Hi All,
can users be searched based on their email IDs? Right now I am not able to search users on datahub:
Hi All,
can users be searched based on their email IDs? Right now I am not able to search users on datahub:
Hey there, it looks like we do index users based on their emails in search: https://github.com/datahub-project/datahub/blob/3acd25ba1d2881597e5a0574331b6b81f7375d94/metadata-models/src/main/pegasus/com/linkedin/identity/CorpUserInfo.pdl#L37-L44|https://github.com/datahub-project/datahub/blob/3acd25ba1d2881597e5a0574331b6b81f7[…]-models/src/main/pegasus/com/linkedin/identity/CorpUserInfo.pdl
I took a look on the <DataHub site> users and groups feature and after typing and deleting a character, I can see users that are in the system.
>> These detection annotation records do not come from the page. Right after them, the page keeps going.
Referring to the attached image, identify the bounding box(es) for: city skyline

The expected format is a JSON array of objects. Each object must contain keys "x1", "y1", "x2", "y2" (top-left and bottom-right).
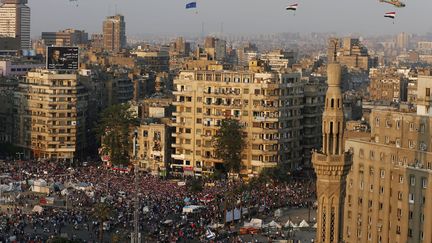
[{"x1": 28, "y1": 0, "x2": 432, "y2": 37}]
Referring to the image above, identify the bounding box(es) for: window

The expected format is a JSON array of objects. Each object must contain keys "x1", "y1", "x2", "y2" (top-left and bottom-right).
[
  {"x1": 408, "y1": 193, "x2": 414, "y2": 204},
  {"x1": 395, "y1": 138, "x2": 400, "y2": 148},
  {"x1": 422, "y1": 178, "x2": 427, "y2": 189},
  {"x1": 384, "y1": 136, "x2": 390, "y2": 144},
  {"x1": 420, "y1": 123, "x2": 426, "y2": 133},
  {"x1": 380, "y1": 170, "x2": 385, "y2": 179},
  {"x1": 408, "y1": 140, "x2": 415, "y2": 148},
  {"x1": 386, "y1": 119, "x2": 391, "y2": 128},
  {"x1": 410, "y1": 175, "x2": 415, "y2": 186}
]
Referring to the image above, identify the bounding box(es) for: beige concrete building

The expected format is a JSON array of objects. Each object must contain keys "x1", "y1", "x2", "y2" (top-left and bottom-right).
[
  {"x1": 103, "y1": 15, "x2": 126, "y2": 52},
  {"x1": 260, "y1": 50, "x2": 295, "y2": 71},
  {"x1": 327, "y1": 37, "x2": 377, "y2": 70},
  {"x1": 171, "y1": 63, "x2": 303, "y2": 175},
  {"x1": 41, "y1": 29, "x2": 88, "y2": 46},
  {"x1": 313, "y1": 64, "x2": 432, "y2": 243},
  {"x1": 343, "y1": 110, "x2": 432, "y2": 243},
  {"x1": 312, "y1": 63, "x2": 352, "y2": 243},
  {"x1": 369, "y1": 70, "x2": 408, "y2": 103},
  {"x1": 15, "y1": 69, "x2": 87, "y2": 160},
  {"x1": 0, "y1": 0, "x2": 31, "y2": 49},
  {"x1": 137, "y1": 118, "x2": 171, "y2": 176},
  {"x1": 301, "y1": 81, "x2": 326, "y2": 168}
]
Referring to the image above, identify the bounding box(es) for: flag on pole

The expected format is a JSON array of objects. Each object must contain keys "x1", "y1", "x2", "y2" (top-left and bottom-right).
[
  {"x1": 186, "y1": 2, "x2": 196, "y2": 9},
  {"x1": 286, "y1": 3, "x2": 298, "y2": 11},
  {"x1": 384, "y1": 12, "x2": 396, "y2": 19}
]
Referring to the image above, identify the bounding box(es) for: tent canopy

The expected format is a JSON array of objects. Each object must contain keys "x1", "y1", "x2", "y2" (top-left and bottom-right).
[
  {"x1": 267, "y1": 220, "x2": 282, "y2": 229},
  {"x1": 32, "y1": 205, "x2": 43, "y2": 214},
  {"x1": 299, "y1": 219, "x2": 309, "y2": 228}
]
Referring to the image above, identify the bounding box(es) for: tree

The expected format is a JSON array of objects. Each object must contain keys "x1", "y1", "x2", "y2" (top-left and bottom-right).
[
  {"x1": 97, "y1": 104, "x2": 138, "y2": 166},
  {"x1": 93, "y1": 203, "x2": 114, "y2": 242},
  {"x1": 213, "y1": 118, "x2": 246, "y2": 176},
  {"x1": 186, "y1": 178, "x2": 204, "y2": 193}
]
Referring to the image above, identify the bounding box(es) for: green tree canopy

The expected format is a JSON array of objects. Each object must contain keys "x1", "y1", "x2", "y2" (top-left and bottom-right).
[
  {"x1": 93, "y1": 203, "x2": 115, "y2": 242},
  {"x1": 97, "y1": 104, "x2": 138, "y2": 166},
  {"x1": 213, "y1": 118, "x2": 246, "y2": 173},
  {"x1": 259, "y1": 164, "x2": 289, "y2": 182}
]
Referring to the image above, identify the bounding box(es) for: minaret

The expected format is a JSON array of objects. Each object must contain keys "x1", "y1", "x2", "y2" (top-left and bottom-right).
[{"x1": 312, "y1": 62, "x2": 351, "y2": 243}]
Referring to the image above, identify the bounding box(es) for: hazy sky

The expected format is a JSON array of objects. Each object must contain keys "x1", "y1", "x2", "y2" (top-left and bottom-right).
[{"x1": 29, "y1": 0, "x2": 432, "y2": 36}]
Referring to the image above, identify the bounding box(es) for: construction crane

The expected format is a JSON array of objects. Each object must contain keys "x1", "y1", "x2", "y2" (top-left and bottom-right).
[{"x1": 69, "y1": 0, "x2": 78, "y2": 7}]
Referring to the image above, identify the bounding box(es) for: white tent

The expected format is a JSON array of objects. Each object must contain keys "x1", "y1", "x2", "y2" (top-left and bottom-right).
[
  {"x1": 244, "y1": 218, "x2": 262, "y2": 229},
  {"x1": 33, "y1": 179, "x2": 47, "y2": 187},
  {"x1": 267, "y1": 220, "x2": 282, "y2": 229},
  {"x1": 32, "y1": 205, "x2": 43, "y2": 214},
  {"x1": 182, "y1": 205, "x2": 205, "y2": 213},
  {"x1": 208, "y1": 223, "x2": 224, "y2": 229},
  {"x1": 284, "y1": 219, "x2": 298, "y2": 228},
  {"x1": 60, "y1": 189, "x2": 69, "y2": 196},
  {"x1": 275, "y1": 209, "x2": 282, "y2": 218},
  {"x1": 299, "y1": 219, "x2": 310, "y2": 228}
]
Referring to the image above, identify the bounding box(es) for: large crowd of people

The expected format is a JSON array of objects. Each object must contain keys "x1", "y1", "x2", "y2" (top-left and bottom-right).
[{"x1": 0, "y1": 161, "x2": 315, "y2": 242}]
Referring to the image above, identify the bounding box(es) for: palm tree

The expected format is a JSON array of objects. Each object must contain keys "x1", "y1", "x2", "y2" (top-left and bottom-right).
[{"x1": 93, "y1": 203, "x2": 114, "y2": 243}]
I’m wondering if your user ingestion worked correctly?
Do you see them on your users page? (the equivalent of this page: https://demo.datahubproject.io/settings/identities/users for your deployment)
I do see it, thanks <@U04UKA5L5LK> !
I do have one more question, does deleting an ingestion remove all the data from datahub? like If I synced a snowflake DB that I don’t want to know anymore, does deleting the ingestion get rid of the data?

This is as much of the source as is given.